At this time, Big Data represents the most abused trend on the market, and as a result the degree of confusion generated by the plethora of opinions encountered at every step (a category from which this article is not excluded) is extremely high, leading to unrealistic expectations and similar disappointments. However, clarity comes from understanding the potential, from adopting the principles (i.e. more, messy, correlation) and from acting preventively for the adaptation of current systems to the new manner of thinking from the perspective of the calculus infrastructure, of the architecture and of the technical competences of those operating them.
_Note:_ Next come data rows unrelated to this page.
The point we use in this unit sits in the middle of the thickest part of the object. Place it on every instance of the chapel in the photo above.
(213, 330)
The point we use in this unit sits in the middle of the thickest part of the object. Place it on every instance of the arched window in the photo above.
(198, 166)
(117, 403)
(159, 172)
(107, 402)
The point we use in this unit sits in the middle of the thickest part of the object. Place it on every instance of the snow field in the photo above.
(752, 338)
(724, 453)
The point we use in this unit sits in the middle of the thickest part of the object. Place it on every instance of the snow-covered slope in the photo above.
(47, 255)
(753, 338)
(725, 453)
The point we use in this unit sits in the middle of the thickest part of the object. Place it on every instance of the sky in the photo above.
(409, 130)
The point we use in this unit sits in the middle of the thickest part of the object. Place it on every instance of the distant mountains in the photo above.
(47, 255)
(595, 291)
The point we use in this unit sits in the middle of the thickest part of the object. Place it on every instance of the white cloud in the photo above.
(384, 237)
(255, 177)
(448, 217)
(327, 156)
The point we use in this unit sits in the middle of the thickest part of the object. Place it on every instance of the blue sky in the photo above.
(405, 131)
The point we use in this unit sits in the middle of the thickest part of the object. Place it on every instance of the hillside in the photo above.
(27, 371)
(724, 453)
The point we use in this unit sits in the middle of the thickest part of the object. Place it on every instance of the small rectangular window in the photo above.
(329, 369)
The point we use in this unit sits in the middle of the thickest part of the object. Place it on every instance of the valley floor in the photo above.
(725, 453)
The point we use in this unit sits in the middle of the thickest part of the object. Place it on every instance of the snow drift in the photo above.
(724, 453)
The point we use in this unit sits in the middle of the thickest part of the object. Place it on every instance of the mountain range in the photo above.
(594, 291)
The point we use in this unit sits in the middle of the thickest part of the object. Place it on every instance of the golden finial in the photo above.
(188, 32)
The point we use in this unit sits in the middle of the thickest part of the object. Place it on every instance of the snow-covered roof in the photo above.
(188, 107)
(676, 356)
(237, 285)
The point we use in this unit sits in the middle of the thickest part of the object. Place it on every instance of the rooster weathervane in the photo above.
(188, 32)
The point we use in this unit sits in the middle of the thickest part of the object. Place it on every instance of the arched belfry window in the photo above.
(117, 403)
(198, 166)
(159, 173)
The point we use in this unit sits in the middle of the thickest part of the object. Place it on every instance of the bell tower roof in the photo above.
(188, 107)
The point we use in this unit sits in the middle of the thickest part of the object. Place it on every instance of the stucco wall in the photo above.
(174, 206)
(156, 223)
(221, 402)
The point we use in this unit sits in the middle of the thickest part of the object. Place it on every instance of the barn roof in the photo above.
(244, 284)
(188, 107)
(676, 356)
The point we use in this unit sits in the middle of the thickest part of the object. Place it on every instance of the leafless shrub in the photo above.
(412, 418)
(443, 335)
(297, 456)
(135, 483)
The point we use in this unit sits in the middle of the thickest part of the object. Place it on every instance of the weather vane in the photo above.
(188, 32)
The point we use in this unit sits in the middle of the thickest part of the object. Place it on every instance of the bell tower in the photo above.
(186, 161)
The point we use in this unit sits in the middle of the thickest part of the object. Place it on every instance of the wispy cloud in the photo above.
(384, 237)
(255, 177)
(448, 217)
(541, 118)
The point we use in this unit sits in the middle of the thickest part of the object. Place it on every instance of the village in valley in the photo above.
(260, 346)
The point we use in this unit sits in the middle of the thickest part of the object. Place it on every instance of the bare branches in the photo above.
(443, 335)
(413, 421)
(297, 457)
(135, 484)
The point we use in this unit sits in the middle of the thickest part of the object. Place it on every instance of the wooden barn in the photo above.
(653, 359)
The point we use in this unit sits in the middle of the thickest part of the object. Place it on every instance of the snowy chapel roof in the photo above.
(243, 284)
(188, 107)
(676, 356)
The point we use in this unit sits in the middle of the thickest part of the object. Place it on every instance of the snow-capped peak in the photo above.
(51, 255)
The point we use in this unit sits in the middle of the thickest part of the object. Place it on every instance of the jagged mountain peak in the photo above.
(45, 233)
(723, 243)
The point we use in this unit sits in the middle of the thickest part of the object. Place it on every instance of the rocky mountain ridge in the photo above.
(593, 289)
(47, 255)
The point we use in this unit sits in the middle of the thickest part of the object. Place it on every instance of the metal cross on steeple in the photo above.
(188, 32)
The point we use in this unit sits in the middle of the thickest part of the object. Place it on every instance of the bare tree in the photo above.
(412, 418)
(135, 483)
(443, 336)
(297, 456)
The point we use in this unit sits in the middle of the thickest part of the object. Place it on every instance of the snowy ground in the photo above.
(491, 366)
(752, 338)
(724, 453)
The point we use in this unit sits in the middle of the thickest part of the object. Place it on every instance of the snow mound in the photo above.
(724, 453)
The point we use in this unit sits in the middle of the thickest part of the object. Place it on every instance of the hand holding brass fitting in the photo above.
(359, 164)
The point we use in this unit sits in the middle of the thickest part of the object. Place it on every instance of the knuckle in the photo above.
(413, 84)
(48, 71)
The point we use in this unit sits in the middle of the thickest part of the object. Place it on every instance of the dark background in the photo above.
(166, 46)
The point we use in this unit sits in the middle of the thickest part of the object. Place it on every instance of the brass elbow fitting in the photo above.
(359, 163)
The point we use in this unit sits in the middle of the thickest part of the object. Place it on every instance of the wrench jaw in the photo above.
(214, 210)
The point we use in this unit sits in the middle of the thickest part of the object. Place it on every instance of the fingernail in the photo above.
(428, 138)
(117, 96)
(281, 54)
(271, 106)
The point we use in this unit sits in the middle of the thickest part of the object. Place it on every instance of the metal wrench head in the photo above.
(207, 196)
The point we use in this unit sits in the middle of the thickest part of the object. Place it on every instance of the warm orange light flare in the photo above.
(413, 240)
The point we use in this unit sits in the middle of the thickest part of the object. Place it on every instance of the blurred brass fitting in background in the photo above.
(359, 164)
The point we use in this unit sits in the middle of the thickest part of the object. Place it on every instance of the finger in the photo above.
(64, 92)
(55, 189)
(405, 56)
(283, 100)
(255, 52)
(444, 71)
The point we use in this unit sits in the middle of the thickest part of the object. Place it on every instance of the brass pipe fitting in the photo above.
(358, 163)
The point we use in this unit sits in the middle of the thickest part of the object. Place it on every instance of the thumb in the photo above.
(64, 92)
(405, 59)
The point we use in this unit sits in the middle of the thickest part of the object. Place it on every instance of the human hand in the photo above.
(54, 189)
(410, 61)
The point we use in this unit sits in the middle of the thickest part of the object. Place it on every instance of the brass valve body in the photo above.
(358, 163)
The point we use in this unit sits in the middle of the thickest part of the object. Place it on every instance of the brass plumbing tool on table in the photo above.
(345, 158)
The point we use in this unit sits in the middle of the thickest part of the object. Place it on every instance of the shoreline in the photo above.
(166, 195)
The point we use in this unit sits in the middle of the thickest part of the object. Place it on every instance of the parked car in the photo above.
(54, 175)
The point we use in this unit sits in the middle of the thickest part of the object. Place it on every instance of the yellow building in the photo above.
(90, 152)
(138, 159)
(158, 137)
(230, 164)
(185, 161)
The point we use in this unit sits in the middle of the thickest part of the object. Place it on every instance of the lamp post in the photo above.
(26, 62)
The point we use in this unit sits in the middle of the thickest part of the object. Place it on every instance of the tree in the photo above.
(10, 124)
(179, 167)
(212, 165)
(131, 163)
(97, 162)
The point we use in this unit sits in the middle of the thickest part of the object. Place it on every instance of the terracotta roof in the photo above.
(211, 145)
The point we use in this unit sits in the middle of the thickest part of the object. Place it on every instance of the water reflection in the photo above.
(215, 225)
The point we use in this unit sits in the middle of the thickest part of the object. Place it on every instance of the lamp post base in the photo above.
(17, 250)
The stake is of identifying new addressable opportunities of transforming the data into information which could increase the efficiency of a product or of a business, as Google did through Flu Trends or Amazon through their automated recommendation system.
Yonder has been accumulating Big Data experience, investing strategically in applied research projects together with product companies that understood the vision we have outlined and the benefits that such an investment could generated both on short and on long term, this trend representing one of the four technological directions chosen as an innovation topic in 2013.